We recommend trying these 9+ pricing psychology tricks to appeal to your customers and drive more sales.
Let’s see how they work…
Expensive products can feel more valuable.
Make your product too cheap, and your customers may question its value.
This is a well-known trick…
Prices ending in 9 (or even 7) sell better than those ending in 0.
For example, a product priced at $200 statistically has less chance to sell than the same product priced at $199.99 or simply $199.
Buy one, get one free
It’s basically the same offer as handing out 50% discounts on two products.
But shoppers feel like they’re gaining more with a free product.
Price appearance can make something look more or less expensive.
For example, $1500.00 feels much more expensive than $1500 or even 1500.
Some restaurants, for example, will not put the dollar sign on the menu so people focus less on the idea that they’re spending money even though it’s obviously a stated price.
7 Pricing Strategies – How to Price a Product
When you list multiple products, show the most expensive product first.
It usually makes customers spend more.
Believe it or not, customers would rather pay a single lump sum rather than purchase items separately.
Bundle your items and you increase average order value while encouraging shoppers to buy.
Website price positioning
If you position the product price on the top-left of your page, it feels less expensive.
On the other hand, positioning your price to the right makes it seem pricier.
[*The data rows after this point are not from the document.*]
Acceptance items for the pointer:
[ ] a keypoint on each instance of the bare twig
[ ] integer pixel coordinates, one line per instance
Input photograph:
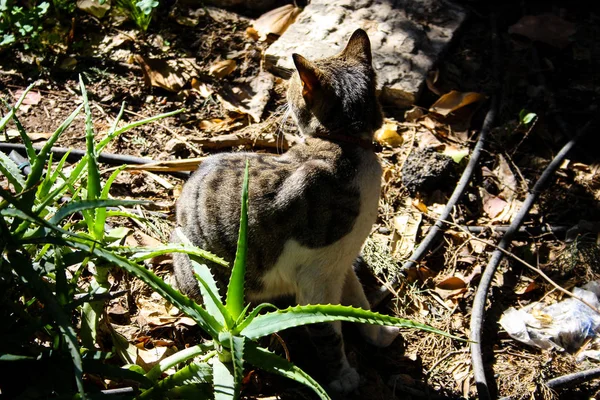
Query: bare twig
(435, 230)
(193, 148)
(525, 263)
(477, 315)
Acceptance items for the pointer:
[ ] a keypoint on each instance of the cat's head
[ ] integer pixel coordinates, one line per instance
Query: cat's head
(336, 94)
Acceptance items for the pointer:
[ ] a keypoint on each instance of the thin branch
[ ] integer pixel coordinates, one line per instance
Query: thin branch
(525, 263)
(477, 314)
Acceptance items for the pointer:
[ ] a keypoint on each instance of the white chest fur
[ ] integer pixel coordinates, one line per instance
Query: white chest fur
(317, 275)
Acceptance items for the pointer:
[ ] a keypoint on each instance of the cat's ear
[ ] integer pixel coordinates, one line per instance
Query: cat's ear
(309, 75)
(358, 46)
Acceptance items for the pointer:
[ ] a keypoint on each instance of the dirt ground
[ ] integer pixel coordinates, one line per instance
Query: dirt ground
(550, 70)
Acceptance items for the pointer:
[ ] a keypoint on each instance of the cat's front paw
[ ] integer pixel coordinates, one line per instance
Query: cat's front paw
(346, 382)
(381, 336)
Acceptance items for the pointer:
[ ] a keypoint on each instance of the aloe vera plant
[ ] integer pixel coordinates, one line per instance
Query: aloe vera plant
(43, 254)
(234, 329)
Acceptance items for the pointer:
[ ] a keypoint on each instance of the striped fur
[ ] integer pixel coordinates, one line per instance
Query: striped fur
(310, 209)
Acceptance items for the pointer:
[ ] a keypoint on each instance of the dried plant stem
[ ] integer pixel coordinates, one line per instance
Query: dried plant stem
(193, 148)
(477, 315)
(525, 263)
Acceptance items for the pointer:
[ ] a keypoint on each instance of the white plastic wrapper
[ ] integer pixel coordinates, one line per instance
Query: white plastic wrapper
(564, 326)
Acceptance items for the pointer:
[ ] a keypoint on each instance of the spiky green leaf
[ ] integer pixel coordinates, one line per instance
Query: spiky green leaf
(235, 289)
(178, 358)
(223, 381)
(270, 362)
(14, 109)
(185, 304)
(210, 294)
(275, 321)
(195, 373)
(147, 253)
(77, 206)
(11, 171)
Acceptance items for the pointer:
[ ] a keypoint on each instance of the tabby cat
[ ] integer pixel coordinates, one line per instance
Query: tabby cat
(310, 209)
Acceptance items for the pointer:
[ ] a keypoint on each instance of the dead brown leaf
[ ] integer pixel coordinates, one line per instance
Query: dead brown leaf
(492, 205)
(506, 178)
(31, 99)
(413, 114)
(96, 8)
(526, 287)
(452, 101)
(221, 69)
(431, 80)
(250, 98)
(276, 21)
(406, 228)
(388, 135)
(545, 28)
(452, 283)
(170, 75)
By using words like “small,” “low,” and “tiny,” you can make your product appear cheaper.
This one is wicked. If your pricing has a sequence of the same numbers it’s much more likely to sell.
Nine-ninety-nine is much more appealing than eight-seventy-two.
Decoy in the middle
You might’ve heard of this one… Give your customers three options, but the middle option should be there to boost the sale of the third.
Make it so the third option brings more value for the price.
This is common is software sales and SaaS.
For example, look at how SEMrush prices their three tiers. The first one looks very basic, trying to drag customers over to the third. Then the third looks like a good value for power users.
Now that you’ve learned these psychological tricks, it’s time to start implementing them, no?